Traspasar la barrera del tiempo en el Museo del Juguete de Figueres es inevitable, como también es imposible no asociarla con Rayuela, de Julio Cortázar, novela que propone saltos temporales y espaciales innovadores. La fantasía y la realidad son parte del mágico micromundo que nos provoca dar saltos en la rayuela de la entrada, como en la ficción del escritor. En este pequeño universo de juguetes nos convertimos en jugadores activos y buscamos el tiempo perdido de nuestra infancia para recuperar nuestros más recónditos juegos. Yo descubrí los teatrines, marionetas y títeres que cautivaron mi niñez con variopintos personajes. El museo del juguete, a su vez, me remitió a Carnaval de arlequín, la pintura más emblemática de Joan Miró, en la que fusiona el delirio, los sueños y recuerdos de su infancia, el verdadero paraíso, un mundo construido con numerosos objetos y seres que parecen recobrar vida y movimiento. André Breton calificó a Miró como “el más surrealista de los pintores”.
Recordemos que el surrealismo en España fue impulsado por André Breton en Barcelona y por Luis Buñuel, Salvador Dalí y Federico García Lorca, que coincidieron en la Residencia de Estudiantes de Madrid. En poesía, Vicente Aleixandre renovó el surrealismo en La destrucción o el amor y otros libros.

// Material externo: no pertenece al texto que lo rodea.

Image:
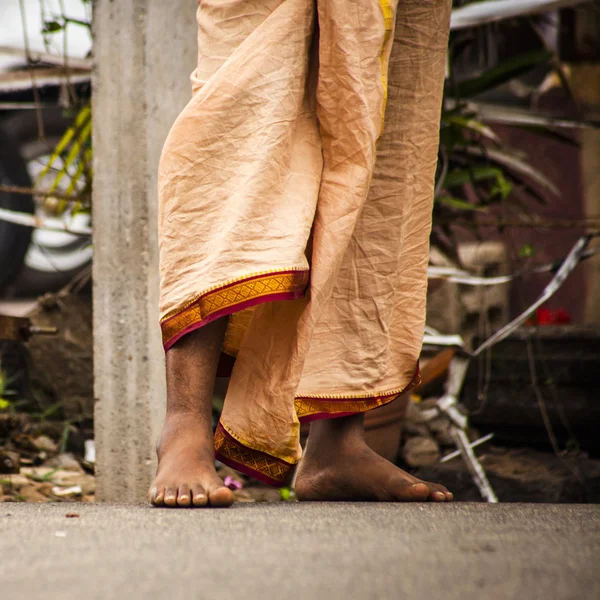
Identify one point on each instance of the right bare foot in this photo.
(186, 475)
(338, 465)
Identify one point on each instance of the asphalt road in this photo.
(287, 551)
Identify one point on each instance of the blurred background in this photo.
(518, 183)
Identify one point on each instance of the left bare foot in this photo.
(338, 465)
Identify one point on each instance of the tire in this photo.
(32, 279)
(14, 239)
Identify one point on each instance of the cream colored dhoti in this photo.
(286, 204)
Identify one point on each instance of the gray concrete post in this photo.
(144, 53)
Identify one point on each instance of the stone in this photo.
(65, 462)
(14, 482)
(31, 493)
(9, 461)
(44, 443)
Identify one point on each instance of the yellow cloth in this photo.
(268, 177)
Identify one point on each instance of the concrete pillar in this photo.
(144, 53)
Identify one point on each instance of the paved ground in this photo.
(282, 551)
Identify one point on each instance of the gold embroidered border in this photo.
(336, 404)
(263, 466)
(233, 295)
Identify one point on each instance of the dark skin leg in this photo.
(338, 465)
(186, 474)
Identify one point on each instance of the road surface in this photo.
(289, 550)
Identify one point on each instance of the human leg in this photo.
(186, 473)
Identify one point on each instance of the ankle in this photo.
(337, 435)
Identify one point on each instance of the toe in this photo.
(199, 497)
(170, 496)
(419, 491)
(221, 497)
(439, 493)
(157, 496)
(184, 496)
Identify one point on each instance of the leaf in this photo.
(552, 134)
(460, 177)
(474, 125)
(52, 27)
(516, 164)
(499, 74)
(460, 204)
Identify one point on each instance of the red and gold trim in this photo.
(232, 297)
(260, 465)
(313, 408)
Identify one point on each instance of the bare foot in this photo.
(186, 473)
(338, 465)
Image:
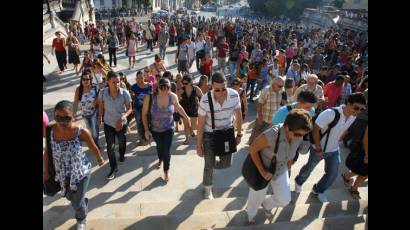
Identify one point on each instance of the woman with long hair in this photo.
(132, 45)
(72, 166)
(86, 95)
(73, 50)
(161, 128)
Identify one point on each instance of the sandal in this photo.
(355, 194)
(347, 182)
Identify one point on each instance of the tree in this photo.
(338, 3)
(289, 8)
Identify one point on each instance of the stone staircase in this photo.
(139, 199)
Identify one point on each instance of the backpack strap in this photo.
(330, 126)
(289, 107)
(51, 169)
(211, 107)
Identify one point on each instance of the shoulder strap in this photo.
(330, 126)
(275, 151)
(289, 107)
(211, 107)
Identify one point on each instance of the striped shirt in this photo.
(223, 114)
(270, 101)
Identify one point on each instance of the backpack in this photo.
(327, 132)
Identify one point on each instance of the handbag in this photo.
(50, 186)
(251, 173)
(223, 141)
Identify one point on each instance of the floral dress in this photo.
(70, 161)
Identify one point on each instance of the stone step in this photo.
(358, 222)
(218, 220)
(151, 203)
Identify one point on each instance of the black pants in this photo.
(149, 44)
(61, 59)
(112, 52)
(110, 135)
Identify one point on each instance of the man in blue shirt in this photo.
(305, 100)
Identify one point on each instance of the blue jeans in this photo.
(332, 161)
(78, 200)
(110, 134)
(164, 142)
(92, 125)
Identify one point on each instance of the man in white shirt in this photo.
(199, 45)
(327, 147)
(227, 106)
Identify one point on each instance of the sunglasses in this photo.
(357, 108)
(59, 118)
(220, 90)
(298, 134)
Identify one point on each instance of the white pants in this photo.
(280, 198)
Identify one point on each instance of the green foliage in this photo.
(289, 8)
(338, 3)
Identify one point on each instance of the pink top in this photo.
(45, 120)
(332, 93)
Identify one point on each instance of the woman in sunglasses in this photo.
(160, 126)
(87, 96)
(288, 136)
(72, 166)
(236, 85)
(190, 97)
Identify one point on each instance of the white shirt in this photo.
(199, 45)
(324, 119)
(223, 114)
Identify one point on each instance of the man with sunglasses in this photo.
(268, 103)
(115, 104)
(327, 148)
(227, 107)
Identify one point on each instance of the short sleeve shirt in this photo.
(114, 107)
(324, 119)
(223, 114)
(286, 150)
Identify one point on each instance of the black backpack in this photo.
(329, 127)
(327, 132)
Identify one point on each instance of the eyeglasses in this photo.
(63, 118)
(357, 108)
(163, 87)
(220, 90)
(298, 134)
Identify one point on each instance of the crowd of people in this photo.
(311, 87)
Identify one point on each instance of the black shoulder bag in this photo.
(50, 186)
(223, 141)
(251, 173)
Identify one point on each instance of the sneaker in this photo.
(111, 175)
(298, 188)
(208, 193)
(81, 225)
(322, 197)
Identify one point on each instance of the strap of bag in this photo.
(330, 126)
(211, 107)
(51, 169)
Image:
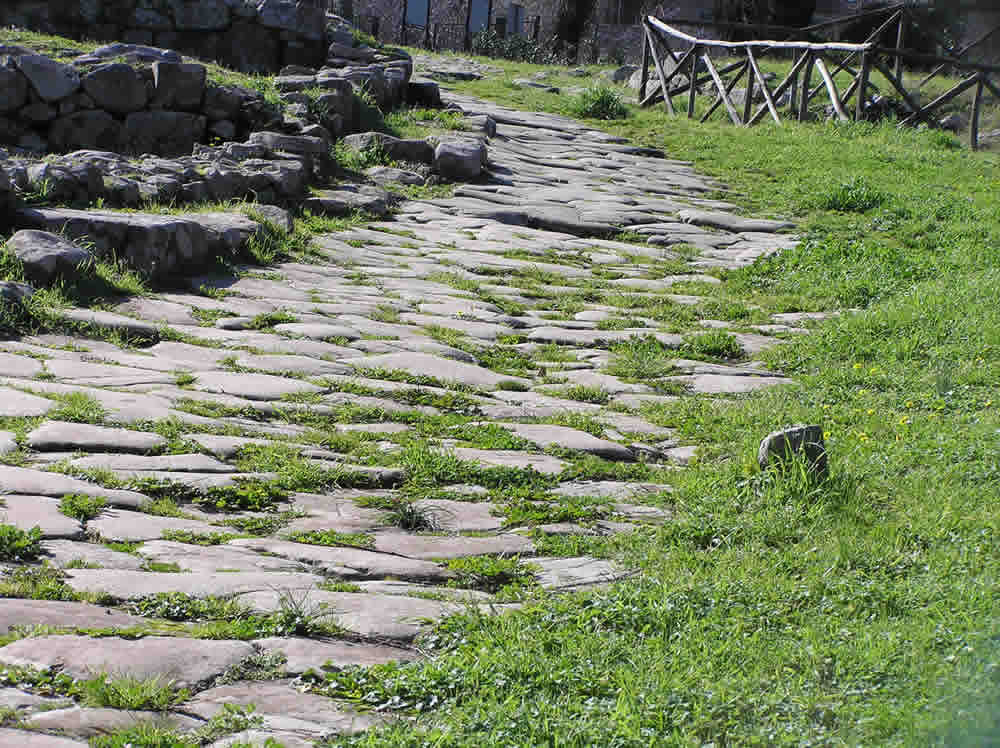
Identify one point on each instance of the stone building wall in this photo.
(248, 35)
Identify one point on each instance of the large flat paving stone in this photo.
(197, 463)
(426, 364)
(452, 546)
(187, 662)
(89, 723)
(507, 458)
(331, 654)
(564, 573)
(208, 559)
(42, 512)
(545, 435)
(123, 525)
(61, 552)
(279, 703)
(252, 386)
(28, 482)
(347, 563)
(57, 435)
(56, 613)
(129, 585)
(383, 617)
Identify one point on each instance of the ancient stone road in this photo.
(416, 298)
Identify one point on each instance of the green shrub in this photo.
(599, 102)
(18, 545)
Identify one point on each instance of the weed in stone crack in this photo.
(19, 545)
(83, 508)
(712, 344)
(491, 573)
(640, 359)
(333, 538)
(129, 692)
(78, 407)
(198, 538)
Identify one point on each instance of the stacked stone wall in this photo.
(246, 35)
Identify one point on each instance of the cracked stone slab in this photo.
(129, 585)
(331, 654)
(17, 404)
(58, 613)
(208, 559)
(27, 512)
(507, 458)
(563, 573)
(426, 364)
(252, 386)
(544, 435)
(62, 552)
(28, 482)
(192, 463)
(452, 546)
(187, 662)
(123, 525)
(88, 723)
(389, 617)
(348, 563)
(58, 435)
(278, 700)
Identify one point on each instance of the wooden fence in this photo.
(693, 67)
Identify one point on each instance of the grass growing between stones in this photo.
(775, 608)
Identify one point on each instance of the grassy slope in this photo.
(772, 610)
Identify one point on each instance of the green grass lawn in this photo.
(775, 609)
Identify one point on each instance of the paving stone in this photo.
(122, 525)
(424, 364)
(128, 585)
(61, 552)
(88, 723)
(58, 435)
(57, 613)
(279, 700)
(545, 435)
(384, 617)
(17, 404)
(27, 512)
(192, 463)
(348, 563)
(320, 655)
(208, 559)
(507, 458)
(451, 546)
(28, 482)
(252, 386)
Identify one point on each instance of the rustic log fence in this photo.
(693, 67)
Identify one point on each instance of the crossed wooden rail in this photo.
(693, 67)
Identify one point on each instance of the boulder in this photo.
(13, 89)
(179, 86)
(347, 52)
(164, 133)
(50, 79)
(46, 255)
(780, 447)
(117, 87)
(90, 129)
(423, 93)
(395, 148)
(460, 159)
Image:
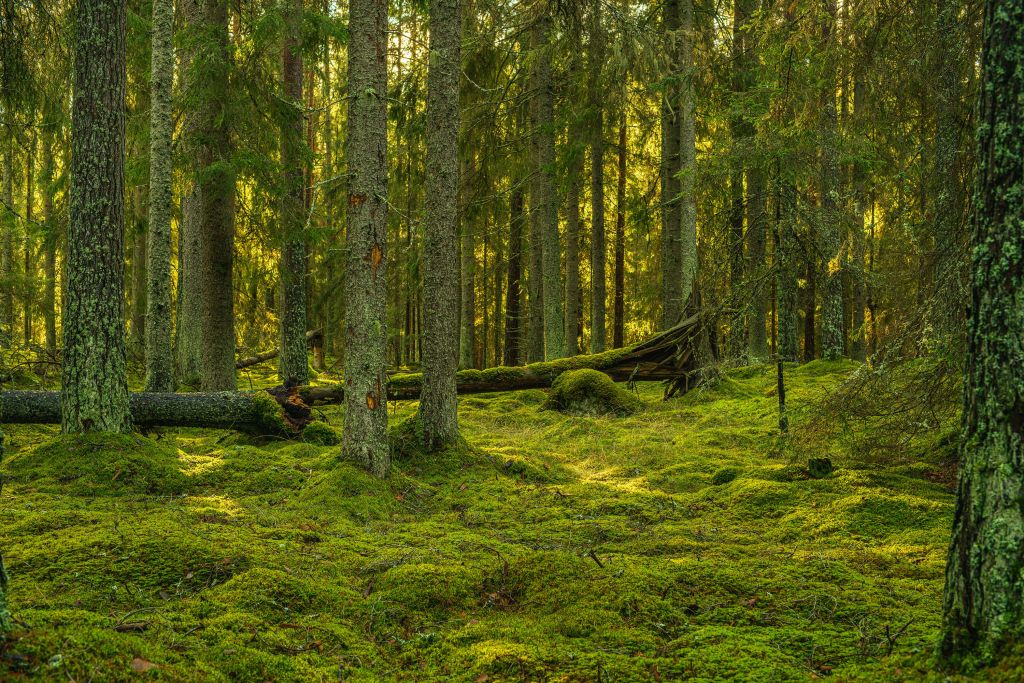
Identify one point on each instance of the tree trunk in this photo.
(93, 373)
(545, 205)
(573, 304)
(832, 296)
(983, 607)
(512, 292)
(620, 312)
(438, 415)
(159, 359)
(294, 367)
(598, 294)
(366, 261)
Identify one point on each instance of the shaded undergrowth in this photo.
(682, 542)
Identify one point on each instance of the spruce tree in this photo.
(365, 294)
(438, 401)
(984, 593)
(94, 383)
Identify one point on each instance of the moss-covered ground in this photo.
(682, 543)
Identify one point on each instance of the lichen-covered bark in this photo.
(573, 304)
(513, 293)
(598, 292)
(294, 367)
(984, 594)
(828, 239)
(94, 382)
(545, 206)
(365, 297)
(159, 359)
(438, 402)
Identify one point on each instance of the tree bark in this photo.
(438, 414)
(93, 372)
(294, 367)
(159, 358)
(983, 615)
(366, 296)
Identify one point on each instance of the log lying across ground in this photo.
(669, 356)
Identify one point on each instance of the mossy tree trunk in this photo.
(598, 293)
(366, 303)
(93, 373)
(159, 359)
(545, 204)
(513, 294)
(294, 367)
(984, 592)
(438, 402)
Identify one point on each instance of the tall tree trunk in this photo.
(7, 247)
(598, 294)
(438, 401)
(546, 206)
(49, 241)
(672, 239)
(832, 295)
(30, 249)
(573, 304)
(294, 366)
(366, 261)
(512, 291)
(159, 359)
(620, 313)
(94, 381)
(983, 607)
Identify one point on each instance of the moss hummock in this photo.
(590, 392)
(98, 464)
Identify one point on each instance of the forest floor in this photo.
(680, 543)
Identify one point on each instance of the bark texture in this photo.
(159, 358)
(365, 295)
(438, 403)
(984, 593)
(93, 373)
(294, 366)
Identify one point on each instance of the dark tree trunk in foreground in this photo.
(984, 593)
(620, 321)
(294, 366)
(438, 415)
(93, 374)
(159, 359)
(365, 294)
(513, 312)
(598, 293)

En el cine, Luis Buñuel produjo Un perro andaluz, un cortometraje producido junto con Salvador Dalí, a partir de la mixtura de sueños, objetos artificiales y elementos naturales que extreman el surrealismo.
La noche anterior al retorno la luna, pletórica y gigantesca como una hostia blanca y divina, se posó sobre el mar y trazó un camino de aguas iridiscentes. Al día siguiente un doble arco iris coronó la carretera que atravesábamos. Sin duda dos ritos de despedida artística de un alma generosa que alzaba el vuelo, hacia el fresco abovedado del cielo. Nuestra maravillosa amistad perdurará por siempre, con los símbolos, recuerdos y el arte que ambas compartimos. Me he quedado huérfana de amiga, aunque la herencia más grandiosa que me ha legado es la red de personas magníficas con quienes seguir el camino. Ahora su imagen es un cuadro imborrable de arte moldeado con la alegría que siempre proyectó.
Al mes de su partida todavía llevo “en la piel el sabor amargo del llanto eterno”, y mis lágrimas se han juntado con el río y han desembocado en el mar. Hoy, la voz de Alberto Cortez viene a mis oídos y me recuerda que “cuando un amigo se va queda un espacio vacío, cuando un amigo se va no se puede apagar ni con las aguas de un río, cuando un amigo se va una estrella se ha perdido, la que ilumina un lugar, cuando un amigo se va se detienen los caminos”.
En sí, un verano surrealista y atípico de costa y montaña, de modernidad e historia, artificialidad y naturaleza, agua y tierra, serenidad e inquietud, alegría y tristeza, vida y muerte. Una aventura mediterránea que se desliza silenciosa sobre las olas de la tristeza y el desconcierto, en tiempos de pandemia. ¡Un sueño surrealista del que no quiero despertar!